Nurse Teaches Others How to Best Care for Substance Use Patients

February 03, 2021
By: NHRMC
Marion Techentien

One of the first things that Marion Techentien learned when she began her nursing internship in summer 2020 was how to refer to her patients and their conditions.

 

Rather than saying she worked with substance abusers or addicts, she learned to say her patients had substance use disorder: the American Psychological Association’s medical term for addiction as of 2013.

 

Substance use patients “have an actual mental illness,” she said. “It’s a physiological thing going on inside their brains that makes them crave these drugs.”

 

This may seem like a small change. But as Techentien puts it, “changing the terminology changes how people think about the issue.” Techentien used that lesson as a jumping off point for a larger project she completed this summer with NHRMC’s Community Engagement team to fulfill internship hours for her Master's of Science in Nursing: creating educational materials for nurses to help them understand how to better care for their substance use patients.

 

Curriculum of Compassion

Techentien began working with NHRMC’s Community Engagement team in July 2020 to complete internship hours for her MSN in nursing management, which she earned from Regis University in December 2020. Techentien had dealt with pain management in her previous work with orthopedic post-surgical care and took a special interest in substance use patients, said Manager of Community Engagement Sarah Arthur, MSW, LCSW.

 

Before this, “I wasn’t aware of how big the substance use issue was in this area, let alone in the nation,” Techentien said.

 

During her practicum, Techentien worked with the Code Outreach Safety Team (COST) program, which caters to substance use patients who stay in the hospital for six to eight weeks and require antibiotics to treat their illness. She created educational materials for nursing staff working with patients in this program. Her curriculum helps nurses understand major issues that come up in caring for these patients.

 

“It goes over why people have substance use issues, how we can practice therapeutic communication techniques, and how we can create boundaries so we’re not so heavily involved emotionally with the patients,” Techentien said.

 

Techentien also developed education on medication-assisted treatment (MAT), which is an evidence-based intervention for treating opioid use disorder. Hospitals use medications like methadone and buprenorphine (which is what NHRMC uses) to treat patients’ symptoms of withdrawal and cravings and promote long-term recovery.
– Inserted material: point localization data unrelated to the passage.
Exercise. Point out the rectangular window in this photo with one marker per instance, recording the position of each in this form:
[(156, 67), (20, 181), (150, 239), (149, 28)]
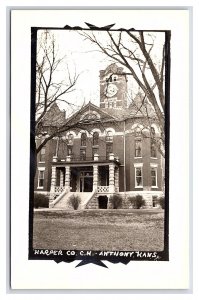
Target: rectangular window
[(42, 154), (94, 151), (41, 179), (69, 150), (109, 149), (82, 154), (154, 177), (138, 177), (153, 150), (138, 148)]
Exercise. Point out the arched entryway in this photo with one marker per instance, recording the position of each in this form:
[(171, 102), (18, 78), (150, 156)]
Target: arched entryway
[(102, 202)]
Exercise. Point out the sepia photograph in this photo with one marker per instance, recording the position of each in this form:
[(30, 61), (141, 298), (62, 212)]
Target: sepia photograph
[(99, 153)]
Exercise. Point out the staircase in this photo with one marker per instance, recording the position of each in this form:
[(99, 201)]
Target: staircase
[(64, 202), (93, 203)]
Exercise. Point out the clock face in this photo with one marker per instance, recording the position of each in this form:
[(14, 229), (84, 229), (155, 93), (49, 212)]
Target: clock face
[(110, 90)]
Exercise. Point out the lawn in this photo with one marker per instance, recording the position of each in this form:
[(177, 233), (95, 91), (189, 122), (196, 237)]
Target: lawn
[(127, 230)]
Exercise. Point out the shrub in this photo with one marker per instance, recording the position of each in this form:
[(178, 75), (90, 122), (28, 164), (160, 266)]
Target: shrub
[(41, 200), (74, 201), (136, 201), (116, 201), (161, 202)]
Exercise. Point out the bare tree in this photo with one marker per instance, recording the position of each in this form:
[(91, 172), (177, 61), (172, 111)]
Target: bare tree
[(51, 89), (137, 53)]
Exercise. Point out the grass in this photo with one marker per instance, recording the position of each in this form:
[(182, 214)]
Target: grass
[(127, 230)]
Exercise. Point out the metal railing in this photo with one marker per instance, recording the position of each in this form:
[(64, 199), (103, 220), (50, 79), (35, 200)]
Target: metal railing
[(103, 189), (59, 189)]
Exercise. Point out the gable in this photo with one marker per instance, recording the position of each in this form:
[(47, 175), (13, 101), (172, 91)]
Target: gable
[(91, 114), (54, 116)]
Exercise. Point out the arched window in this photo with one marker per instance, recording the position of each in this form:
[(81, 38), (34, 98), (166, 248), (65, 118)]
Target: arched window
[(95, 138), (138, 148), (83, 139), (138, 131), (153, 132), (153, 143), (109, 136), (70, 139)]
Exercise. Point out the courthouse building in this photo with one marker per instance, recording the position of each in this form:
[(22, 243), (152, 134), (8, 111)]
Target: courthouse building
[(112, 149)]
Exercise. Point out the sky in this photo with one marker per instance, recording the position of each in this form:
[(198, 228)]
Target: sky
[(85, 59)]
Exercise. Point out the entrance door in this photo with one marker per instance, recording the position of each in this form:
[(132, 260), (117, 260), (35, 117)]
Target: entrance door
[(103, 201), (88, 184)]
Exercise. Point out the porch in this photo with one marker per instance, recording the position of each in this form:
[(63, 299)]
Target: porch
[(75, 175)]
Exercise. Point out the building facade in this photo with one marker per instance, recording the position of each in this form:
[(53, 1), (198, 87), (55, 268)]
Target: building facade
[(112, 150)]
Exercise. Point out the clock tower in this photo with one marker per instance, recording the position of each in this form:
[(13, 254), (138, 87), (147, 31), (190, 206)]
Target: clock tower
[(113, 87)]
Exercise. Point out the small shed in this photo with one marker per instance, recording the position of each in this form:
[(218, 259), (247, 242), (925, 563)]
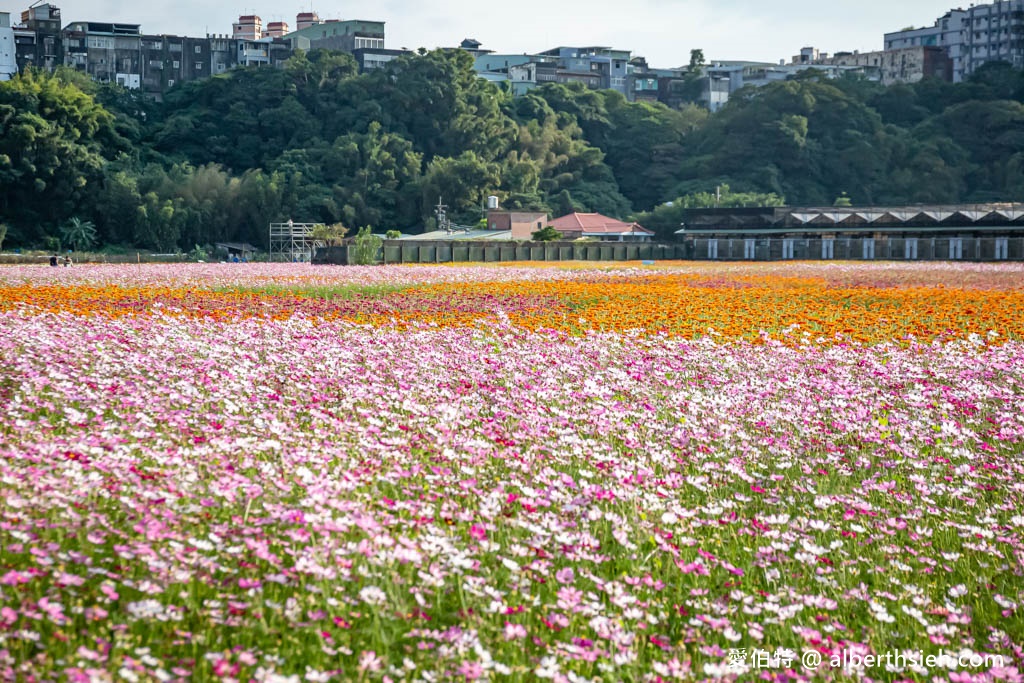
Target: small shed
[(241, 249)]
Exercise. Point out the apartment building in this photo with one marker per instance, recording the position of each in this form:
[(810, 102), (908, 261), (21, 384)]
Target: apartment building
[(971, 37), (8, 58)]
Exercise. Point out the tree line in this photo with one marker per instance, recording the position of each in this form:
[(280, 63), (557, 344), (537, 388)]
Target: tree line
[(316, 141)]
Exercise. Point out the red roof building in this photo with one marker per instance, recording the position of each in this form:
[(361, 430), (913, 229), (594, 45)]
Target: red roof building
[(577, 225)]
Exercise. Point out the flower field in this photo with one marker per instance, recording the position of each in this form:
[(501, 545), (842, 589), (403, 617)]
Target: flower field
[(288, 473)]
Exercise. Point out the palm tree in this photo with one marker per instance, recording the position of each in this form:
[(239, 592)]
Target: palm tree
[(79, 233)]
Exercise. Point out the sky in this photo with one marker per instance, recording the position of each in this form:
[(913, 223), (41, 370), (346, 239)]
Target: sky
[(662, 31)]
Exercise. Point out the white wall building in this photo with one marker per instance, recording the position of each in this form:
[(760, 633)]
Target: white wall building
[(8, 60)]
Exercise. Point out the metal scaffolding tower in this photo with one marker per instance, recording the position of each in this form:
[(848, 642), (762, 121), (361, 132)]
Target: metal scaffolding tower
[(293, 242)]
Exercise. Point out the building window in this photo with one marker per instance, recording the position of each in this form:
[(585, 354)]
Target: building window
[(955, 248), (1001, 249), (910, 249), (827, 249)]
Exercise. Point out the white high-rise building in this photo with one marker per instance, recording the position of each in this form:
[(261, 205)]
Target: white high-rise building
[(972, 37), (8, 55)]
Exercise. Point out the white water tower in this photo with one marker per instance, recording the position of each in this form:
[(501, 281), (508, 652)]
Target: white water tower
[(8, 62)]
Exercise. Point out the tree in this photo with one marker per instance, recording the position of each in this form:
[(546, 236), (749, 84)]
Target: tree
[(548, 233), (366, 247), (80, 235), (54, 140)]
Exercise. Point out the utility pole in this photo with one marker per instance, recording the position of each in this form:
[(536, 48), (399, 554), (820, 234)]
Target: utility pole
[(442, 221)]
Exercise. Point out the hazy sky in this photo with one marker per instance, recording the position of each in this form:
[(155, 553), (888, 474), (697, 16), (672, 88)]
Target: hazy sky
[(663, 31)]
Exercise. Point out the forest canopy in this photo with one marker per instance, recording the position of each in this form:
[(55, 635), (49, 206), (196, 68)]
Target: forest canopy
[(315, 141)]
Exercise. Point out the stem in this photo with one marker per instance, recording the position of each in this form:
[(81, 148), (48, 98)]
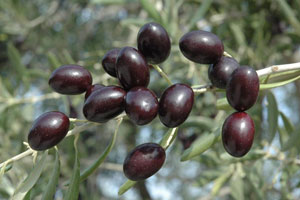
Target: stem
[(278, 68), (198, 89), (17, 157), (162, 73)]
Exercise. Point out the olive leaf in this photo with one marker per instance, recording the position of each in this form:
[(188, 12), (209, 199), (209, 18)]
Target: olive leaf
[(73, 190), (87, 172), (51, 187), (272, 115), (31, 179)]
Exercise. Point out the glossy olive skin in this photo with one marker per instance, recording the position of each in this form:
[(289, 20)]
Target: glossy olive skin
[(70, 79), (242, 88), (109, 62), (144, 161), (154, 43), (141, 105), (201, 47), (91, 89), (104, 104), (132, 68), (175, 105), (220, 72), (238, 133), (48, 130)]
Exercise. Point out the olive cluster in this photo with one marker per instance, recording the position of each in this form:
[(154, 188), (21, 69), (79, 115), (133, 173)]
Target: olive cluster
[(131, 67)]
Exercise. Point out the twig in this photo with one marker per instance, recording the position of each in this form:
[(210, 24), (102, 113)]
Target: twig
[(278, 68)]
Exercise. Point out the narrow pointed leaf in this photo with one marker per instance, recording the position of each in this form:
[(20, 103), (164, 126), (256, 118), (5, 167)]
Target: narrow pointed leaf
[(237, 187), (51, 187), (31, 179), (73, 190), (287, 123), (151, 10), (272, 115)]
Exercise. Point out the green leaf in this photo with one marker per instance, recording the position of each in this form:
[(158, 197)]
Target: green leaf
[(222, 104), (293, 140), (200, 13), (219, 182), (73, 190), (272, 115), (168, 138), (290, 14), (31, 179), (53, 60), (166, 141), (151, 10), (203, 143), (287, 123), (237, 187), (87, 172), (51, 187)]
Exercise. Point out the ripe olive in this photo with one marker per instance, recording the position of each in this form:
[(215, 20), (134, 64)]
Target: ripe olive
[(242, 88), (238, 134), (109, 62), (175, 104), (201, 47), (154, 43), (48, 130), (70, 79), (104, 104), (219, 73), (144, 161), (132, 68), (141, 105)]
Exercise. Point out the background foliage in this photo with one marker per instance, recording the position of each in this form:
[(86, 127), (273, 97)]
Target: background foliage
[(37, 36)]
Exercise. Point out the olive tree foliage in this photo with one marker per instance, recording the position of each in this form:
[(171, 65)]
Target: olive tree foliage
[(38, 36)]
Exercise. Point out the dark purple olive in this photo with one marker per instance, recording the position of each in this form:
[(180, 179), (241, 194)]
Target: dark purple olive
[(141, 105), (92, 89), (238, 134), (201, 47), (48, 130), (144, 161), (175, 104), (154, 43), (109, 62), (70, 79), (104, 104), (219, 73), (132, 69), (242, 88)]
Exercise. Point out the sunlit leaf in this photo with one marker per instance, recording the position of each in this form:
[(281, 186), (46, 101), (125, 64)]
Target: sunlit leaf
[(287, 123), (31, 179), (219, 182), (237, 187), (151, 10), (51, 187), (73, 189), (272, 116)]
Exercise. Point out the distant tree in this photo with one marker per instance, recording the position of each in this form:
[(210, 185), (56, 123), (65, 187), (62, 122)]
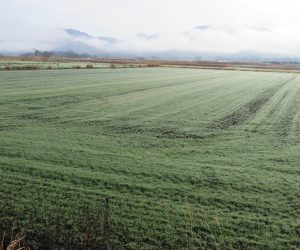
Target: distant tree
[(112, 66)]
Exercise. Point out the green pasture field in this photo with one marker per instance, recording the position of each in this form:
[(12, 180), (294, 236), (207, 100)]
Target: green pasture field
[(174, 158)]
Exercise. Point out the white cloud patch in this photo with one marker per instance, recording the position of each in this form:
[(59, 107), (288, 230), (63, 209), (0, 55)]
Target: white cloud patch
[(151, 25)]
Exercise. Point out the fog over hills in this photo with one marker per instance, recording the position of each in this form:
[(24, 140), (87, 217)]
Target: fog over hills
[(82, 42)]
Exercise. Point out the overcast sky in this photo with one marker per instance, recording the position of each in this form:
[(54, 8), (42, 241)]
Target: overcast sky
[(271, 26)]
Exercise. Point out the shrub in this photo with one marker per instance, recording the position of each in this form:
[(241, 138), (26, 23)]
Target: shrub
[(89, 66), (76, 67), (112, 66), (7, 67)]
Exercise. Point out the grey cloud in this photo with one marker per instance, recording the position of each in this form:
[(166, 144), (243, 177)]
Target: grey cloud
[(147, 36)]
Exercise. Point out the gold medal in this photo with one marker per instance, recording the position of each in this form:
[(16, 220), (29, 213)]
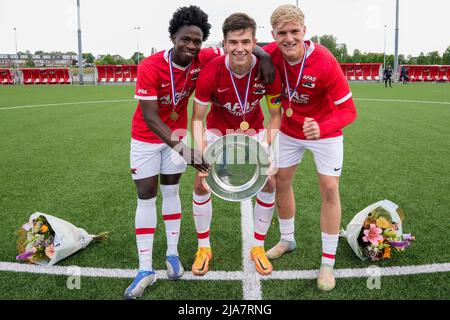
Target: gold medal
[(173, 115), (244, 125), (289, 112)]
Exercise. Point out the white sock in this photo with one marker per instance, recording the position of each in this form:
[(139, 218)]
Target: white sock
[(145, 224), (171, 212), (202, 211), (263, 214), (287, 228), (329, 247)]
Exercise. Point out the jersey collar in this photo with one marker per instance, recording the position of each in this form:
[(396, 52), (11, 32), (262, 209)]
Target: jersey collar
[(309, 50), (166, 57), (239, 76)]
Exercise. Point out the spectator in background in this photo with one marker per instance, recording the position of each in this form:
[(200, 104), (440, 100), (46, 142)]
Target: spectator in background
[(387, 76), (404, 74)]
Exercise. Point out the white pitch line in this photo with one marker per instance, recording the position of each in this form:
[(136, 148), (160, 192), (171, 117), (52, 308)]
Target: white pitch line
[(406, 101), (251, 280), (111, 273), (65, 104), (227, 276)]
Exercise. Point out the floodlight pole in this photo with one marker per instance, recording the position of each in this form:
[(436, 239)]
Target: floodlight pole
[(396, 36), (80, 52), (137, 40), (17, 53), (384, 59)]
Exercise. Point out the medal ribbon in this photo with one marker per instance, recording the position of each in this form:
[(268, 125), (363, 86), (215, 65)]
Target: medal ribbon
[(172, 82), (244, 104), (292, 92)]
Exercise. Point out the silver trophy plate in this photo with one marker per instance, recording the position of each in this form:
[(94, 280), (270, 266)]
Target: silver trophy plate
[(239, 167)]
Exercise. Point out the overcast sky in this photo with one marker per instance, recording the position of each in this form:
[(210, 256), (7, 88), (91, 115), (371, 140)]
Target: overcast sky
[(108, 26)]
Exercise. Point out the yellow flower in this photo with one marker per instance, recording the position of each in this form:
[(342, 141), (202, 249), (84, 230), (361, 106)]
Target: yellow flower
[(383, 223), (49, 251), (387, 253)]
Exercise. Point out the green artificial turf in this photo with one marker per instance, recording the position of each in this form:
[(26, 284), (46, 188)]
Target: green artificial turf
[(72, 161)]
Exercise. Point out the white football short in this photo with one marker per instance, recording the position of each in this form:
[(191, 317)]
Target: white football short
[(151, 159), (328, 153)]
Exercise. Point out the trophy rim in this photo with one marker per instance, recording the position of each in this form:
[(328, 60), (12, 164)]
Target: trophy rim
[(250, 188)]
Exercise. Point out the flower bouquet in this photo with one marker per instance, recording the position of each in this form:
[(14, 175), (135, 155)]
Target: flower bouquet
[(46, 239), (376, 232)]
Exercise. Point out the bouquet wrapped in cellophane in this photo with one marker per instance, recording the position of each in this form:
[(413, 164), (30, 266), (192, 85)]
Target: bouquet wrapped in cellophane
[(46, 240), (376, 232)]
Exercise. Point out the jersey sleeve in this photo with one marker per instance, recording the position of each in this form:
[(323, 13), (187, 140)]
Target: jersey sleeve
[(337, 86), (204, 86), (339, 92), (207, 54), (147, 83)]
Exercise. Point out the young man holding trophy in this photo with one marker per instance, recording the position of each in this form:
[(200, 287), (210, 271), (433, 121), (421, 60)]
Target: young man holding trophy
[(230, 84), (317, 104)]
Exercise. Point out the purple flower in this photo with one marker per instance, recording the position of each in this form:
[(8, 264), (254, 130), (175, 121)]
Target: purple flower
[(24, 256), (408, 237), (400, 244)]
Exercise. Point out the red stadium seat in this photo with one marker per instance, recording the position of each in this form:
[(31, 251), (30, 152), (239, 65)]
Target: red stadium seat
[(6, 77)]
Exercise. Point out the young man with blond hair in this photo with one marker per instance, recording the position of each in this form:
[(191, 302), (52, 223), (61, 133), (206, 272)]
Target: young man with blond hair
[(232, 87), (317, 104)]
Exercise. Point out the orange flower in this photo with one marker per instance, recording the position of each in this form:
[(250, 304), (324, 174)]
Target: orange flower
[(49, 251), (44, 228), (387, 253)]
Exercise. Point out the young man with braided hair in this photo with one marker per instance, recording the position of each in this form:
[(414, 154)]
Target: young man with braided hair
[(166, 80), (317, 104)]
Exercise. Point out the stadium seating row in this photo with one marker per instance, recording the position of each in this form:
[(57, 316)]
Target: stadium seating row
[(427, 73), (46, 76), (116, 73), (6, 76), (362, 71), (128, 74)]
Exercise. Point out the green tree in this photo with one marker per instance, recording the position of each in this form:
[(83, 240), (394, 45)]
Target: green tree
[(134, 57), (315, 39), (421, 59), (446, 56), (411, 60), (29, 63), (330, 42), (89, 57), (106, 59), (357, 56), (434, 57)]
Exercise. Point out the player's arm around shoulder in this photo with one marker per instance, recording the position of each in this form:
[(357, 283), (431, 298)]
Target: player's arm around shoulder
[(273, 101), (266, 69), (202, 98), (339, 92)]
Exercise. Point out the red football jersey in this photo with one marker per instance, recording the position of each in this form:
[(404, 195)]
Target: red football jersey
[(322, 89), (215, 86), (154, 83)]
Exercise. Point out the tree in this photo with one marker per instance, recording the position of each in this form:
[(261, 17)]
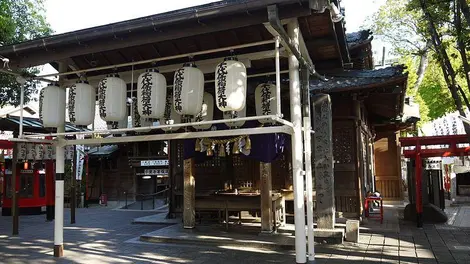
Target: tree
[(20, 20), (403, 29), (430, 36)]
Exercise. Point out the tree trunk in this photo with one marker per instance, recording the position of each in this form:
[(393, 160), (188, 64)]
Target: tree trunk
[(423, 64), (448, 71), (465, 11), (460, 43), (465, 99)]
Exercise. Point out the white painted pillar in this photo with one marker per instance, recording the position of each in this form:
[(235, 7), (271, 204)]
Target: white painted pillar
[(278, 76), (308, 163), (297, 148), (59, 189), (59, 200)]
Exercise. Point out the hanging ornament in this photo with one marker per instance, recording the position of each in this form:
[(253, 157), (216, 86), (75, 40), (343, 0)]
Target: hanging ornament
[(112, 98), (209, 152), (233, 115), (265, 100), (171, 116), (52, 106), (151, 94), (246, 152), (236, 147), (222, 150), (198, 145), (39, 152), (248, 143), (82, 98), (22, 151), (203, 146), (230, 85), (188, 90), (207, 112), (227, 148)]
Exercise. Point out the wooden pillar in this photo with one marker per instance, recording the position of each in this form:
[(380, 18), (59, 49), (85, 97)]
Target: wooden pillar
[(14, 190), (189, 192), (359, 155), (50, 190), (323, 149), (73, 191), (266, 200)]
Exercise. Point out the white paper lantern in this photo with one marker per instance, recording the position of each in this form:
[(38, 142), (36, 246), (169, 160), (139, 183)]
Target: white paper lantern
[(82, 97), (188, 90), (265, 100), (117, 125), (230, 85), (171, 117), (69, 152), (22, 151), (138, 120), (39, 152), (233, 115), (151, 94), (112, 99), (207, 112), (52, 106), (49, 153), (30, 151)]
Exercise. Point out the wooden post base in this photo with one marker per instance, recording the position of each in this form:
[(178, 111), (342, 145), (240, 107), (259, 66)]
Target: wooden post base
[(58, 251)]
“We’re giving them a different type of medication that is safe and does not have as high of a potential for abuse,” she said. “Our end goal is to get patients off of this medication, too.”

 

Techentien hopes the materials help both substance use patients and nurses have a better experience when they interact.

 

“Nobody wants to be a drug user. But this is the position they’re in, and they’re stuck,” she said. “Family history, alcoholism, trauma -- almost every person with a substance use issue has a story. These people are human, too, and they need help."